Przyszły czasy wypełniania białych plam na mapach globu, długich, mozolnych i bohaterskich wypraw wątłych żaglowców — epoka Kolumba, Magellana, Yasco da Gamy. ale Ziemia wciąż była ogromna i żeby ją opłynąć, nieraz ledwo starczyło życia ludzkiego; niejeden z tych, co pierwsi ruszali w taką podróż, nie ujrzał już ojczyzny. Dopiero w wieku maszyn planeta poczęła się zmniejszać; ludzie okrążali ją w ciągu miesięcy, tygodni, potem dni i wówczas okazało się, że zdobywając panowanie nad przestrzenią człowiek poruszył to, co przez wieki wydawało mu się najbardziej niewzruszone: czas.

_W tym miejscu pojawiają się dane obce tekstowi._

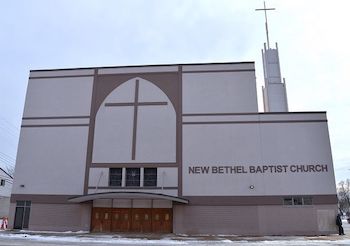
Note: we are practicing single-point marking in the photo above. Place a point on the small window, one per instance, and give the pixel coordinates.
(150, 177)
(20, 203)
(297, 201)
(115, 177)
(288, 201)
(167, 217)
(132, 177)
(307, 200)
(116, 216)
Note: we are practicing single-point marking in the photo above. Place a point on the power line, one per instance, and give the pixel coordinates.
(7, 156)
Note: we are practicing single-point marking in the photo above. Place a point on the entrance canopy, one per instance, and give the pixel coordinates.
(126, 195)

Każdemu z nas zdarza się dziś w podróży to doganiać kończący się już dzień, to przedłużać lub skracać noc, to wreszcie przy locie w kierunku przeciwnym do obrotu Ziemi przeskakiwać nagle dzień tygodnia. Nikt się nad tym nie zastanawia, takie to oczywiste; ludzie pracujący na sztucznych satelitach przywykają do ich lokalnego czasu o rytmie snu i czuwania krótszym niż ziemska doba, lecz bez trudu odmieniają nawyki, kiedy wracają na Ziemię. Tak, przestrzeń stopniała, czas rozchwiał się, lecz wywalczone na nim swobody wciąż jeszcze są nieznaczne. Nawet kosmonauci powracający z dalekiej wyprawy, gdzieś spod orbity Saturna czy Plutona, przywożą we wnętrzu swego statku czas wcześniejszy od ziemskiego o trzy, cztery czy pięć dni, nigdy więcej.